CareerBuilder, the job site that has a love affair with chimps, has had a feature called Monk-email for a while that lets people create video messages to send to their friends. Usually when companies engage in this sort of send-a-message-to-a-friend thing, the assumption is that the message will be private and only viewed by the intended recipient. Well, it seems that's not the case with CareereBuilder's Monk-e-mail. As Adrants reader Taariq Lewis tells us, one can very easily view any of the thousands of the individually created messages simply by changing a few of the numbers in the URL.
Kansas City radio station The Rock is holding a competition in which it has asked its listeners to created and submit a TV commercial for the radio station. The winner, who will walk away with $20,000, will be announced April 21. So far, the station has received hundreds of submissions. While some will call this a coup for consumer-generated media, others might tend to conclude there's a reason us right and left coasters live where we do.
Blogs, podcasts, video, online photo albums, social networks, do-it-yourself ad campaigns. Increasingly people are creating more content than "mainstream media" companies. Consumers are creating ads, editing existing ones and proliferating them over YouTube and other sharing services. People are gaining more control over content and even how a company's brand is perceived. Is this a good thing? Is it a fad? Can is be managed? Should it be managed? Should brands allow consumers to "co-op" their brand? Should everything be a "conversation"? Should we completely say goodbye to traditional, top-down brand management?
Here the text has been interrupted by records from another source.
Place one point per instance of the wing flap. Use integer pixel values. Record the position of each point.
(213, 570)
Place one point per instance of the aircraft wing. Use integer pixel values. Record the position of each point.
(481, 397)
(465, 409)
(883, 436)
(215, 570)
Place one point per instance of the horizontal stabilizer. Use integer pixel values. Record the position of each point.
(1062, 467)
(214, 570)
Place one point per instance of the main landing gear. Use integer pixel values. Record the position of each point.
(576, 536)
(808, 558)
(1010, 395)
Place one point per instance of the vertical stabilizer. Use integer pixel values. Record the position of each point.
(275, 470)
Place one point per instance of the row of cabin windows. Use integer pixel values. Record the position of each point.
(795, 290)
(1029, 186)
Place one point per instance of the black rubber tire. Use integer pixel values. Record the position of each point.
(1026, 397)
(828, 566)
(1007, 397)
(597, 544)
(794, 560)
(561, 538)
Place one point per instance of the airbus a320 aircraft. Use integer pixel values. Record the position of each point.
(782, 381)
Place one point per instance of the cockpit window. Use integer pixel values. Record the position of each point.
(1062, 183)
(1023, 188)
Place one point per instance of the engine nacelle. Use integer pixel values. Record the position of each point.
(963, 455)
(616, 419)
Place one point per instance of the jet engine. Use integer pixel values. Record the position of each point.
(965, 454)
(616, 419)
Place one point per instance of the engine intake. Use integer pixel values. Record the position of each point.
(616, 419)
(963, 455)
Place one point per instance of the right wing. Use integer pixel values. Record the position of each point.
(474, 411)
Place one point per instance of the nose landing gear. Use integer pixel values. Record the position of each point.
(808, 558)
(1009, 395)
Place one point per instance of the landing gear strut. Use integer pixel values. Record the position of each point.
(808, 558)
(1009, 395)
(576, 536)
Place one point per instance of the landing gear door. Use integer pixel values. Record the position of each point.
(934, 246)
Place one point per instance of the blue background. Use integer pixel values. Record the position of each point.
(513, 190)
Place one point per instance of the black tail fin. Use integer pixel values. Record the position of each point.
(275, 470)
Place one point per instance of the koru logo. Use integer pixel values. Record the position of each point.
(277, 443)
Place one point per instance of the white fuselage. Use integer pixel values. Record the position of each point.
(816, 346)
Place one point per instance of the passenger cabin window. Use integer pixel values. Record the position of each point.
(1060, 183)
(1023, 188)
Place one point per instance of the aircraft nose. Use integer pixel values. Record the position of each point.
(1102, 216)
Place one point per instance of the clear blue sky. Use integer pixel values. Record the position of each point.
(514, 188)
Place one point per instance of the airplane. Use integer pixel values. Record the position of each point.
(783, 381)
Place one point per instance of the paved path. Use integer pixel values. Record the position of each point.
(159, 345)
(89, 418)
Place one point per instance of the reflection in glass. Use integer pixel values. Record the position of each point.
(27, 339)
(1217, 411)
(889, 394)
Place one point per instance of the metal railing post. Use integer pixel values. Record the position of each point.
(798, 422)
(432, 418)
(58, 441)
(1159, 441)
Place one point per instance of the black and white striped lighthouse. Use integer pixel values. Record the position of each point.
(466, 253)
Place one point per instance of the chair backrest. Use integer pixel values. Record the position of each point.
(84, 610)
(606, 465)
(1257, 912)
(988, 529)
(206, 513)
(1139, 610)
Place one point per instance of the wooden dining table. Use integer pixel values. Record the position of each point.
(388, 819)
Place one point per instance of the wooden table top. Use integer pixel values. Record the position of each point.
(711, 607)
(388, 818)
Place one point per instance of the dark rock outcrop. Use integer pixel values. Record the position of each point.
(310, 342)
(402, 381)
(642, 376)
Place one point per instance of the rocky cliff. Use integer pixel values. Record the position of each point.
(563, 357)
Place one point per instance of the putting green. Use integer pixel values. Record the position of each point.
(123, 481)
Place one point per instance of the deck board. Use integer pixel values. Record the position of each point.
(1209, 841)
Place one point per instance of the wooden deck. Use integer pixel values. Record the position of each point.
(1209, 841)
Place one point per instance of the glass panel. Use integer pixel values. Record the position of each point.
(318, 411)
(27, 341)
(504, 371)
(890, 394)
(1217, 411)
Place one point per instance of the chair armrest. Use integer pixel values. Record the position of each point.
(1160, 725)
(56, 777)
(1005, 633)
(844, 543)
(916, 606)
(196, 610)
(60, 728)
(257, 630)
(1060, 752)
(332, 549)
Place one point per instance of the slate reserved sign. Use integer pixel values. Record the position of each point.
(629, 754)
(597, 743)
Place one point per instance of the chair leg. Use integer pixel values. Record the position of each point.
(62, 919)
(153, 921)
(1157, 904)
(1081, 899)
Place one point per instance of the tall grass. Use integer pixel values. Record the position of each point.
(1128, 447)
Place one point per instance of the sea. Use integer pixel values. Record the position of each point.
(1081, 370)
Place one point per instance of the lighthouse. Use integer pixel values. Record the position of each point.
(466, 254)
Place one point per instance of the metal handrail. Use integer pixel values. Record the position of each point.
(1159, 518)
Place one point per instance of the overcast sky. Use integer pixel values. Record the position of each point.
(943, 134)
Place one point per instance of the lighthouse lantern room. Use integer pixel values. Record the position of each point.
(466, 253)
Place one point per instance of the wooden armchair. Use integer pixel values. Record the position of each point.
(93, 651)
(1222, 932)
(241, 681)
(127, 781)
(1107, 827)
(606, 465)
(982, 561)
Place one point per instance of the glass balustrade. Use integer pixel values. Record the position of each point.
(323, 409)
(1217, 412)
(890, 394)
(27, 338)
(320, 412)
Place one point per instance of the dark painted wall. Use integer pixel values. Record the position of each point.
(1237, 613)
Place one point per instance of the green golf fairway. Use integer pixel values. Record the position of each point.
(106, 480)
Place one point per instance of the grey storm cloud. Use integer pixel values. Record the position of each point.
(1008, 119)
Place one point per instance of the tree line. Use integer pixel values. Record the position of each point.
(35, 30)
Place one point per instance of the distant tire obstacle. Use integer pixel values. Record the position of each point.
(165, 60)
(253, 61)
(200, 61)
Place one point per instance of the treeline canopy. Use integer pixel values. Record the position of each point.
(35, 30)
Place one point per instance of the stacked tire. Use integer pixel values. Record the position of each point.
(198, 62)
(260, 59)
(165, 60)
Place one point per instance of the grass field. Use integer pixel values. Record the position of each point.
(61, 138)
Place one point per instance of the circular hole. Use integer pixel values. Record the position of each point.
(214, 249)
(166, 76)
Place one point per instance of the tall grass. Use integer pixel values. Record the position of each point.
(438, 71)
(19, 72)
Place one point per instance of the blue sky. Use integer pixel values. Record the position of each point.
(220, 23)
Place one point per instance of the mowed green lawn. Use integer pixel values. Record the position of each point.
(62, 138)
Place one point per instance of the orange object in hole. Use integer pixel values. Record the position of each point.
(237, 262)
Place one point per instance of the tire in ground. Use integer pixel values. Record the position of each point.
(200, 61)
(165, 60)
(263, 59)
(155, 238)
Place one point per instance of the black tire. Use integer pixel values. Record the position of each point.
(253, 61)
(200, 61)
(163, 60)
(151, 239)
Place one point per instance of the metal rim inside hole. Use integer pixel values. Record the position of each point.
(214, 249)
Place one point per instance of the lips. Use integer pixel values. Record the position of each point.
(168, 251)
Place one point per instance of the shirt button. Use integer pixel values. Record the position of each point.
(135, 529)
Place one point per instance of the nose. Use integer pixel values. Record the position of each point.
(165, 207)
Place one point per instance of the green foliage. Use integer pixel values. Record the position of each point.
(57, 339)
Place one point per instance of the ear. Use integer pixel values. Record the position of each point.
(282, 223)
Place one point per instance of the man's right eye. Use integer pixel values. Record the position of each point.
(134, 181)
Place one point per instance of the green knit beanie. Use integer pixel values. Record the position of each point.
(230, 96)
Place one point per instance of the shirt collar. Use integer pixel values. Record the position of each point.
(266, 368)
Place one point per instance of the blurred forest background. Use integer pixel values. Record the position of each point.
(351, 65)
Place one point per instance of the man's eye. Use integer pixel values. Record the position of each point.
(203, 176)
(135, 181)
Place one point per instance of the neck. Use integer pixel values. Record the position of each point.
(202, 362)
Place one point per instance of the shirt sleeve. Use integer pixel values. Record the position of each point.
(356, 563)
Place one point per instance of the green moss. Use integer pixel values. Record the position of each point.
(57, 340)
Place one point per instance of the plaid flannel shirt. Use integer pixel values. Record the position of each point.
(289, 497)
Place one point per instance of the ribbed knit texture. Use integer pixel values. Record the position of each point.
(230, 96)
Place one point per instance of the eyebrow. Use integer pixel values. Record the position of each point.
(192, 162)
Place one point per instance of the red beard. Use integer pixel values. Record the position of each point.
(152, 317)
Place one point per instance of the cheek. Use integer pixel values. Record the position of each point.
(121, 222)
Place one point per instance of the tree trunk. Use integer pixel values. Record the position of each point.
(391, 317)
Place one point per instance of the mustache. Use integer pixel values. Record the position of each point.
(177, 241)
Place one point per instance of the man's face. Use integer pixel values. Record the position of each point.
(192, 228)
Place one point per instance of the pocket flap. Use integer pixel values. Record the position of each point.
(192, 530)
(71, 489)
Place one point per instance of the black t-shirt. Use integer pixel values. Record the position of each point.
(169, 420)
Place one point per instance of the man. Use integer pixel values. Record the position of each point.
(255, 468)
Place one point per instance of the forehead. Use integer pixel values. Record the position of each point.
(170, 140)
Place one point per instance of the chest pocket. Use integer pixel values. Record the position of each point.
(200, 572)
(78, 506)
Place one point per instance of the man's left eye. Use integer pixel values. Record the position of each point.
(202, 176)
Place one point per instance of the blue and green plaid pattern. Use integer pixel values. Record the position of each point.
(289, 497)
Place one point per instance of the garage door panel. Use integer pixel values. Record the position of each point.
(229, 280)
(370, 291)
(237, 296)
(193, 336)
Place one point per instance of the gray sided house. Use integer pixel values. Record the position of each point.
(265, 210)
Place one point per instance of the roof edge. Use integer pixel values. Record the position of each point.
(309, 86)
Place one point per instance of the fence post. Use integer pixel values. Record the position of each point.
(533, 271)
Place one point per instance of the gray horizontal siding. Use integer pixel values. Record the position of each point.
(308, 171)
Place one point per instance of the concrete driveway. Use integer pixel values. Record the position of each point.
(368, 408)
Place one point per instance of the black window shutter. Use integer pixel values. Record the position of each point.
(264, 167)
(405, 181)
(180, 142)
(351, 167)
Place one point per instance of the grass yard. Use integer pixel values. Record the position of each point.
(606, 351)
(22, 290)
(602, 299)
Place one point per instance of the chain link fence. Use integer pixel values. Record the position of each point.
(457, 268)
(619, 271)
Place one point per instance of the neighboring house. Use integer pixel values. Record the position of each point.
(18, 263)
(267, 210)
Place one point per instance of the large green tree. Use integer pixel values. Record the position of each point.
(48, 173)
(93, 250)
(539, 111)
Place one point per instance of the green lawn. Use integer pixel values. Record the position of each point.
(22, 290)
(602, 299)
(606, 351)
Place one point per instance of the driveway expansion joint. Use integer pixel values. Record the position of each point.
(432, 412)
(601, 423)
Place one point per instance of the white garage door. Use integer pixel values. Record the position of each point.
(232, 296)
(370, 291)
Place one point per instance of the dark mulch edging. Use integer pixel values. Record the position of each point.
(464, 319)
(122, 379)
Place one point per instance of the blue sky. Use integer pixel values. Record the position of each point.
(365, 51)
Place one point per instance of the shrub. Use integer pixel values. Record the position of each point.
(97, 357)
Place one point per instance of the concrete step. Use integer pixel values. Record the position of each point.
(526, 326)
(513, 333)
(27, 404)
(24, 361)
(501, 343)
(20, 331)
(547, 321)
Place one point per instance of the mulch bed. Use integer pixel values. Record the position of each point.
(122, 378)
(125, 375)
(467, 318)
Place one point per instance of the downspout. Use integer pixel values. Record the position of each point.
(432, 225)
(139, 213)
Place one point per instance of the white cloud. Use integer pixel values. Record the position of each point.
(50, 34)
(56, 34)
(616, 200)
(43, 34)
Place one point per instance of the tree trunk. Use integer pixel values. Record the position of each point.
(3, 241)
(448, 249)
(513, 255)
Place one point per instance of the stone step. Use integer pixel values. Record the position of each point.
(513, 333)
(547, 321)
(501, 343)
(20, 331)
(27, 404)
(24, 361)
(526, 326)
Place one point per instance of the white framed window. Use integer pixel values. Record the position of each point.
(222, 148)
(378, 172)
Are brands jumping on the social/conversational bandwagon because they believe in it, it's the latest fad or they are just trying to appear cool? There's a lively forum discussion about this topic in our forum section. Check out the discussion there or give us your thoughts in comments.
Taking the whole ads-in-a-game theme to the next seemingly logical step, publishers of the game Project Entropia are making it possible for players to create their own ads within the game. Because of the game's focus on a virtual economy, the bying and selling of billboards seems to be a natural addition. Current player-created ads are promoting events and actions players have created in the game. Project Entropia is also part of Massive Inc.'s gaming ad network and will serve real ads purchased withing the network.
It's not a Miller Light ad but it might be a good one if it weren't for that damn Bud Lite banner in the background. Oh, and the crappy resolution, the overtly overused sexual overtone and the boobs. Beer ads should never have boobs is them. After all, that takes the attention away from the beer, right?
A couple days ago when we offered our insight on the Chevy Apprentice make your own ad site and wrote, "We think there are some voices inside G.M. that understand social media very well and knew this would happen," we felt strongly, we were right. "This" being the collection of anti-GM, anti-SUV ads people created. In today's New York Times, our assessment was proved correct when Chevrolet's Milisa Tezanos was quoted as saying, "We anticipated that there would be critical submissions. You do turn over your brand to the public, and we knew that we were going to get some bad with the good. But it's part of playing in this space." Exactly. This space is very different from old, ordered, one-way traditional media spaces of yesteryear and to expect new spaces to behave the same was is just plain dumb. Rock on GM. Now just makes some cars people want to buy and you'll be all set.
After viewing all the humorous, consumer-created SUV-bashing Tahoe ads born out of the Chevy Apprentice make-your-own ad promotion and reading some think GM is making a mistake with this, we thought we'd share out opinion that, lame as this might have been seen at first, it is, if left unedited, one of the better consumer-created marketing promotions. We think there are some voices inside GM that understand social media very well and knew this would happen. We're not surprised at all and we're not surprised they've left the negative ads up. If all we saw on that site were glowing praises of the vehicle, the promotion would simply be seen as just another lame attempt at capitalizing on a trend and a giant corporation trying to thrust it's twisted version of reality upon us.
Hearing Joe Jaffe talk about the three C's of consumer created content with Pete Blackshaw and Jackie Huba on his Across the Sound podcast, we were reminded of having once said to a male co-worker in front of a female co-worker in reference to something completely business-related and without regard to the the female co-worker's very curvaceous figure, "three D's are better than one." Needless to say, awkward smirks and giggles followed. Thankfully, that wasn't the case after listening to this week's Across the Sound podcast which discussed the many aspects of consumer created content, consumer generated media, citizen's media or whatever label you want to place on the trend.
To both promote their community and to make members happy they joined in the first place, social site Tagworld has launched a program whereby members can apply to have their Tagworld site featured on an outdoor billboard the company has bought to promote its service. Here's one lucky Tagworld member that was pretty excited his site was chosen to be featured.
Bucky Turco tells us fashion brand 55DSL is looking to recruit two people to travel the world, photograph an film their experiences and blog about it. It's an actual paid gig on one, if done well. will certainly create a following and hence, awareness for the brand. It's a nice adoption of and twist on the social media space and one that may permeate the brand throughout the space.